Strict terms sought by U.S. on Iraqi oil sale Better compliance with U.N. cease-fire to be demanded

April 30, 1991|By Mark Matthews | Mark Matthews,Washington Bureau of The Sun

WASHINGTON -- The United States wants to attach stringent conditions to a proposed Iraqi oil sale to make sure its proceeds go for humanitarian purposes, administration officials said yesterday, and will also demand fuller compliance with the gulf war cease-fire resolution.

The United Nations sanctions committee was to meet today to consider Iraq's request to sell nearly $1 billion worth of oil to purchase food and other humanitarian supplies.

President Bush, speaking to farm editors yesterday, said Iraq was "now trying to appeal to get some relief on the oil. There's . . . not going to be any relief as far as the United States goes until they move forward on a lot of fronts."

Administration officials are skeptical of Iraqi claims that the money is urgently needed, but they acknowledge a building sentiment within the Security Council for humanitarian relief for Iraq's population, which is likely to face an ever-growing food shortage. Mr. Bush said, "We are not going to let people starve."

Besides making certain the oil-sales proceeds go for humanitarian needs, the United States will demand that a proportion be earmarked for reparations to Kuwait.

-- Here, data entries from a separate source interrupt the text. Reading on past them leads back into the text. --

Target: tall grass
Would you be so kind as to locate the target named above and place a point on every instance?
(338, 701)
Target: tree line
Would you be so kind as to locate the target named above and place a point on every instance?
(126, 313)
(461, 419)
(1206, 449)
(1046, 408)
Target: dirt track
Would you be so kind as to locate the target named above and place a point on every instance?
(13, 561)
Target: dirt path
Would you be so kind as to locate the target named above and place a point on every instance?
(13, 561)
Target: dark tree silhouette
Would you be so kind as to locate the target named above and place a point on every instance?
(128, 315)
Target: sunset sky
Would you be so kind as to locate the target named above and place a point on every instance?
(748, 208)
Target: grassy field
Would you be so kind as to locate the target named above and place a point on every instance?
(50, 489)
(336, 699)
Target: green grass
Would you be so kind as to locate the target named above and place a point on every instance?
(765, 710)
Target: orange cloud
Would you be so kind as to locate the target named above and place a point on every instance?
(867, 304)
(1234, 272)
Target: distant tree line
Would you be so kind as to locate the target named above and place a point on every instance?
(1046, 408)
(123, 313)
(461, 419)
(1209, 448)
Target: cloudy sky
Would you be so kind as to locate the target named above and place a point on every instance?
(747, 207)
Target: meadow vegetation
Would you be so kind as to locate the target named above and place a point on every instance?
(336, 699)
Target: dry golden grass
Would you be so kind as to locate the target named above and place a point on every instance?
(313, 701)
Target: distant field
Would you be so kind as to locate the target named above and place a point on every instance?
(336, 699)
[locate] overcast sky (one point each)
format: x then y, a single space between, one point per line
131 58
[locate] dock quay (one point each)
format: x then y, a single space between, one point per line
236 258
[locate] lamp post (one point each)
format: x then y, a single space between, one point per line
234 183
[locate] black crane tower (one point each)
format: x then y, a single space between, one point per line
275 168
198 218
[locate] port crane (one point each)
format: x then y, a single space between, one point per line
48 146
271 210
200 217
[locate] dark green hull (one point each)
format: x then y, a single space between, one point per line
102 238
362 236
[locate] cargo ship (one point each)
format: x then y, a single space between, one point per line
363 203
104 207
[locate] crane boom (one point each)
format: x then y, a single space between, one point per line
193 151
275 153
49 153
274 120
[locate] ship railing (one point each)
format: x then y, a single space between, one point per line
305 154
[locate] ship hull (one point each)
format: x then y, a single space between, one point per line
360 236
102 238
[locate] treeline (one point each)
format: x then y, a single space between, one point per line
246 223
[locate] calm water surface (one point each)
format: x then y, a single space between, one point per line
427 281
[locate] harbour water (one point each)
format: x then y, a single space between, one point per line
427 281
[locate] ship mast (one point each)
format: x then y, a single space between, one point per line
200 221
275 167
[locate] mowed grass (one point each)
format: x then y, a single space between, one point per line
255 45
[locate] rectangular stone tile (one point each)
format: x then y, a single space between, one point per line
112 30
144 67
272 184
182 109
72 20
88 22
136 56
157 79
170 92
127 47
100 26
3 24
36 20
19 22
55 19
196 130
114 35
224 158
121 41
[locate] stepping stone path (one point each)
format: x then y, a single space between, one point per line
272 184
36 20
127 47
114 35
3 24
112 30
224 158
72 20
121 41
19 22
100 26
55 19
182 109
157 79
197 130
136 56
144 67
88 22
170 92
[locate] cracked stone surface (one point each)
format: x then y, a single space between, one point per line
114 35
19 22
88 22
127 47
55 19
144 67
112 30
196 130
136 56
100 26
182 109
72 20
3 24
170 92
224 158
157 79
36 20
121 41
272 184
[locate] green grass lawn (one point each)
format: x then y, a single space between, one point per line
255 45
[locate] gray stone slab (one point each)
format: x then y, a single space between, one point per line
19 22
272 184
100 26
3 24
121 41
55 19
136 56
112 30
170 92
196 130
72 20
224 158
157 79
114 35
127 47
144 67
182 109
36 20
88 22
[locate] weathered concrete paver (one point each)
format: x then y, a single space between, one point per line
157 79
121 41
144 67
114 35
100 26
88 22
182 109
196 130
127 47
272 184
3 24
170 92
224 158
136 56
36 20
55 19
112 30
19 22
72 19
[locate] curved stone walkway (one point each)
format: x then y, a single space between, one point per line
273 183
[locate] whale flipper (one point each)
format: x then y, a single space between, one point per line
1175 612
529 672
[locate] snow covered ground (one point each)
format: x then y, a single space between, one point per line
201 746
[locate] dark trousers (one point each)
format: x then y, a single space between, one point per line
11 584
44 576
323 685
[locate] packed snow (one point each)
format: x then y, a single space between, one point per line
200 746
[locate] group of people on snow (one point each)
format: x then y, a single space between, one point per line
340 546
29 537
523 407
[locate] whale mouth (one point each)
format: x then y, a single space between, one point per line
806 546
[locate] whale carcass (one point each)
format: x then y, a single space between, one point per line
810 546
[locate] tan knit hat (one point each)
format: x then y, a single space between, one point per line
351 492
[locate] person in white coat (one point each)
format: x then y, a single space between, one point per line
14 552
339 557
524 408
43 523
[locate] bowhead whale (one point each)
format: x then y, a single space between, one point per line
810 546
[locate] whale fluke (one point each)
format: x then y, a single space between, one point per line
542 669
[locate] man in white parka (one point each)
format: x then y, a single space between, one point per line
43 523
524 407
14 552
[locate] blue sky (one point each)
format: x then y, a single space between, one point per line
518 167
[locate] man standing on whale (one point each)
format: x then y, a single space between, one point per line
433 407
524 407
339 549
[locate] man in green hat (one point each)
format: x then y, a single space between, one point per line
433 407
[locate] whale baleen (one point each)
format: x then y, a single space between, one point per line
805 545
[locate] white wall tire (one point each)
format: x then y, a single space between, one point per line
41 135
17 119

The United States also is expected to demand a fuller accounting by Iraq of its nuclear and biological weapons programs. In a recent report to the United Nations, Iraq acknowledged possessing no nuclear materials outside of that already under international safeguards and said it had no biological weapons.

Both claims are false, U.S. officials believe.

Meanwhile yesterday, U.S. officials were exploring with other Security Council members a European Community proposal for a U.N. police force to protect refugee camps now being erected in northern Iraq.

The United States is anxious to persuade the more than 2 million predominantly Kurdish refugees that they will be safe inside the camps once coalition forces withdraw, but it also believes it cannot get the votes in the Security Council to establish a peacekeeping force inside Iraq.

The police force might offer a way to ensure the Kurds' safety without requiring a new resolution, one official said. The task now is to persuade U.N. officials and other members of the Security Council that such a force would be covered under an existing resolution.

Another official said, however, that any armed personnel under U.N. auspices would fall under the category of a peacekeeping force and would require another Security Council resolution.